BRETT HALLIDAY – Marked for Murder. Dodd Mead, hardcover, 1945. Paperback reprints include: Dell 222, mapback; Dell 503, mapback; Dell D291, June 1959; Dell 5386, Jan 1963 (cover art: McGinnis); Dell 5386, new printing, June 1968.

   The copy I just read is the one from January 1963 with the cover art done by Robert McGinnis, seen here to the right. He may have done covers for the other printings, but if so my records do not currently show it.

   As for the book itself, it’s a good one, and I will tell you this much up front and right away. When you read this book, you won’t be able to tell the blondes apart without a scorecard. Marked for Murder takes place in Miami — private eye Mike Shayne comes in from New Orleans where he has been living and working after the death of his wife Phyllis, but once he hears that his good friend Tim Rourke, beat reporter for the Miami Courier, has been shot, almost fatally, you can’t keep him away.

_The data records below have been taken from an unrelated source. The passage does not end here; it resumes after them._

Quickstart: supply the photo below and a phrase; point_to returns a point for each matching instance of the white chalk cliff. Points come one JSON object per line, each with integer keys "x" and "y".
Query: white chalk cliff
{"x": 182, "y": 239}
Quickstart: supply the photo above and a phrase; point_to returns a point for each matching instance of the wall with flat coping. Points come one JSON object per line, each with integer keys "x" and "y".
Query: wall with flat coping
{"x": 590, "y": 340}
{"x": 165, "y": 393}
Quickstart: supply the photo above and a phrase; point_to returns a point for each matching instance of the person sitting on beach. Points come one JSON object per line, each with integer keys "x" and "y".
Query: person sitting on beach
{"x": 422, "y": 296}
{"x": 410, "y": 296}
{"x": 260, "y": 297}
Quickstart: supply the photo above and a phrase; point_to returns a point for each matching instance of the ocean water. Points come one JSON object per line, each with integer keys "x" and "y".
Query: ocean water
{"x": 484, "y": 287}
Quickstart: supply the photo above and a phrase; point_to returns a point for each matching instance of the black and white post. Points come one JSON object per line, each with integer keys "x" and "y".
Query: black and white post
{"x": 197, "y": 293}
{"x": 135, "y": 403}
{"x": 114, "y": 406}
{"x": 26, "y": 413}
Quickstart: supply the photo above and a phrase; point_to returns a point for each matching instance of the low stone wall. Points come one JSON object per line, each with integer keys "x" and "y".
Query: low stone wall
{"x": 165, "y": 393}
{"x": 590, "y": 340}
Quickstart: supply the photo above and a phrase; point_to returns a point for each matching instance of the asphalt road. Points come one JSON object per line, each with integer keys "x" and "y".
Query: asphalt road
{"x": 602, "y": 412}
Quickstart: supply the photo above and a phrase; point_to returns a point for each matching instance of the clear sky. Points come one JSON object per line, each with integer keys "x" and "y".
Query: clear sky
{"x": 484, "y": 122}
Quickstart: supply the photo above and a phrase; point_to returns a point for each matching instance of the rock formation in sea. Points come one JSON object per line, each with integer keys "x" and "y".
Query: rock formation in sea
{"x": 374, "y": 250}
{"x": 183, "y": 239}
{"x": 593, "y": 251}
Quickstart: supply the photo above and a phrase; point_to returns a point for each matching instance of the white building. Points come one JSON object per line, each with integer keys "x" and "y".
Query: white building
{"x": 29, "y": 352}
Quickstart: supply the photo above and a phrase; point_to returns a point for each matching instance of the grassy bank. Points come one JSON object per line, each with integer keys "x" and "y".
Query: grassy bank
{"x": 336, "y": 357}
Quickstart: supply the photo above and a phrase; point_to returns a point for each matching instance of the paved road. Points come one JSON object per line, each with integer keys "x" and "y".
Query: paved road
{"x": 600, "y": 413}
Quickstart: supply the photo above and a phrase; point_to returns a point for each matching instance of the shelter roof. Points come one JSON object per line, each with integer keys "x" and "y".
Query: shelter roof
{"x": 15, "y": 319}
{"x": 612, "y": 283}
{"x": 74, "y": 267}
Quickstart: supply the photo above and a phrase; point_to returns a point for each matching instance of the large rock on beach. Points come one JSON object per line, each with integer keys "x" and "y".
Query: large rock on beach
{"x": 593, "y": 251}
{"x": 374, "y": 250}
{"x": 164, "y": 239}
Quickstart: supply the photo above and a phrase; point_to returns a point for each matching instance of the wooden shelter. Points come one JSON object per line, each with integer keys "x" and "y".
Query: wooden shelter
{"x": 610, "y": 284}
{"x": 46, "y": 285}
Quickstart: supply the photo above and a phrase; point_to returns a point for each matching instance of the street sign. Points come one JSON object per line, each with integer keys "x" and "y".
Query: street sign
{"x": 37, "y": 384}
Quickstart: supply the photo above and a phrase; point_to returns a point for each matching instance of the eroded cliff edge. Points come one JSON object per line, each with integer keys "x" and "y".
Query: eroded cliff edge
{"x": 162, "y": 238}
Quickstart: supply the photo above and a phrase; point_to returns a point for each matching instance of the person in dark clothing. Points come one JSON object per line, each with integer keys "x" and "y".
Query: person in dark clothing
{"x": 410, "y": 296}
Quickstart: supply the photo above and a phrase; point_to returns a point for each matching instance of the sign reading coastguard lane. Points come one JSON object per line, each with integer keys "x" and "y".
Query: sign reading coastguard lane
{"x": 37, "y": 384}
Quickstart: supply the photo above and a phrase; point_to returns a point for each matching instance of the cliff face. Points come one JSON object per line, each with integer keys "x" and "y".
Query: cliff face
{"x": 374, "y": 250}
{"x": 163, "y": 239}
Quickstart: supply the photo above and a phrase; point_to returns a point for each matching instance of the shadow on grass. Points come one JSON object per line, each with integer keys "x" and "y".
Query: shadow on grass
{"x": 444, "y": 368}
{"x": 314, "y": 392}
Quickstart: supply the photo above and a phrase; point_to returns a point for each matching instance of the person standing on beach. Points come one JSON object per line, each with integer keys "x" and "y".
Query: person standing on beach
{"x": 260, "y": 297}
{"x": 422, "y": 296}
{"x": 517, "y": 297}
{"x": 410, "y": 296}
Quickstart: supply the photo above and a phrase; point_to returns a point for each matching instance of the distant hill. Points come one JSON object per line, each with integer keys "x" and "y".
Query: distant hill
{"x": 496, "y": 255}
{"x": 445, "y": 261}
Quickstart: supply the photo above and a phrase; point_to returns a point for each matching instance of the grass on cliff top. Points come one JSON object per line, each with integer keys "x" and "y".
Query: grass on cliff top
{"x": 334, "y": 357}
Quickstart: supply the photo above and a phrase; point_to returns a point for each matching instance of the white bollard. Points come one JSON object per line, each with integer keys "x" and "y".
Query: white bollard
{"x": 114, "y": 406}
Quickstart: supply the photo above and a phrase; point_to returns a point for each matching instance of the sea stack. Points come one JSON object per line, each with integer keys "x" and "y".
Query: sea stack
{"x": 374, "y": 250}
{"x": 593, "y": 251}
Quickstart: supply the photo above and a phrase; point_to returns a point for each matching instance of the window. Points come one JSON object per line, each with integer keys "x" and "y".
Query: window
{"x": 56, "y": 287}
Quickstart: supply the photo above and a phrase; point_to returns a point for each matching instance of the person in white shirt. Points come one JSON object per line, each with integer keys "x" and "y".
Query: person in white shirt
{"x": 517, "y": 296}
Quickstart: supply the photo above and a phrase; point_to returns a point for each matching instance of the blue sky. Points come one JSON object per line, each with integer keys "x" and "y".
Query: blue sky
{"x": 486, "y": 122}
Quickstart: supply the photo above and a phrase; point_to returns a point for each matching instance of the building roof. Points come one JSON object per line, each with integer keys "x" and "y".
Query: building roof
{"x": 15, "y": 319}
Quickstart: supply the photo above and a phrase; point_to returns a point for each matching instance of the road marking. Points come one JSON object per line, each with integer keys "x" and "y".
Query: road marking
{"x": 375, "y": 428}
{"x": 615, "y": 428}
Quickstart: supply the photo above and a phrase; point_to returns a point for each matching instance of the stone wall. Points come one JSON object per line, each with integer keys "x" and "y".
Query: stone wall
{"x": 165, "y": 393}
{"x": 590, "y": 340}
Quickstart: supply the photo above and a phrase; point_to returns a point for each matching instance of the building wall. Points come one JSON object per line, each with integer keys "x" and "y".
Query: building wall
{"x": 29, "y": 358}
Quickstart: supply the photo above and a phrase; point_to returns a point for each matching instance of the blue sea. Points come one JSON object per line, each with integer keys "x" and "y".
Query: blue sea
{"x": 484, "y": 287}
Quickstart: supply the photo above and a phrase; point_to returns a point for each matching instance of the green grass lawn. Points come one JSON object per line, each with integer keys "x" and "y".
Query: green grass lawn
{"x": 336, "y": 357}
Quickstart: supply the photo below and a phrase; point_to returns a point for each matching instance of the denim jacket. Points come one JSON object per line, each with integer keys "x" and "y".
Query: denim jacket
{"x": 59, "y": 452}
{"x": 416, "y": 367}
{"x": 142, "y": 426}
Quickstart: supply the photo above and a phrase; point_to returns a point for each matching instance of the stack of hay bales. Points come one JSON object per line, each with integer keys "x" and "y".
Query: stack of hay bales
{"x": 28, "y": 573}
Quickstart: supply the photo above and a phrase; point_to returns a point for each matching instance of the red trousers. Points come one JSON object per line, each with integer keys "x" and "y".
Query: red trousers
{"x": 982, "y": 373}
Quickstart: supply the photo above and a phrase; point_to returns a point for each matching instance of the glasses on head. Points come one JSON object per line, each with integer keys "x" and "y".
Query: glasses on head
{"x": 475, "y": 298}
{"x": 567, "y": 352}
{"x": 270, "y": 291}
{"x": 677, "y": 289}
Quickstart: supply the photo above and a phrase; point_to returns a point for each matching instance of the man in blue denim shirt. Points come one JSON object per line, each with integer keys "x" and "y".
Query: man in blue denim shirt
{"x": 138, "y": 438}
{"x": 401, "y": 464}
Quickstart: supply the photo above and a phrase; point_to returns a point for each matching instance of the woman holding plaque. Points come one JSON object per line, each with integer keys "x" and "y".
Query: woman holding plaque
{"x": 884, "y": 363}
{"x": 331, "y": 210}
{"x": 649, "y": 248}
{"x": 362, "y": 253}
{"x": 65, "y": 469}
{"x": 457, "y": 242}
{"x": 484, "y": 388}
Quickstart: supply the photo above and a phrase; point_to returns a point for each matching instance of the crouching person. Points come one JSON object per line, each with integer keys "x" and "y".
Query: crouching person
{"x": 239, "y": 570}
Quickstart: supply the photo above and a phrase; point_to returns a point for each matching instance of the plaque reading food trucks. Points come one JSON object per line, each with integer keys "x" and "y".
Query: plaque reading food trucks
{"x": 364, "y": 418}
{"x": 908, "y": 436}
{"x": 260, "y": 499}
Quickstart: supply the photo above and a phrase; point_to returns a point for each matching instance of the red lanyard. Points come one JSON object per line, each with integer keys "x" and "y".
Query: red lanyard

   But to get back to the point I was making, Miami has to have a higher quota of blondes than any other part of the country, if this book is to be believed. Rourke was writing an expose about the blonde woman who has been seen hanging out with winners at gambling joints around town, said winners later showing up dead, their winnings not to be found.

   The wife of the current editor of the Courier is also a blonde. Rourke doesn’t get along with the editor, but he has been making time with the wife. He is also visited by a couple of blondes (one the editor’s wife) just after a pair of thugs working for the guy that owns the aforementioned casinos take Rourke for a ride.

   Even though this is a PI novel, it is also a good old-fashioned detective puzzler. Halliday’s writing (or that is to say, Davis Dresser’s) reminded me this time around of Erle Stanley Gardner’s, of all people, with enough clues and suspects to keep Shayne scratching his red-haired head all the way through the book.

   There is no final courtroom scene, à la Perry Mason, but à la the latter, Shayne does play loose and easy with the evidence and all of the possible suspects he encounters along the way. This one was fun to read, in a timeless sort of fashion, and I am embarrassed to say that I did not figure out who done it long before Shayne did, and I should have.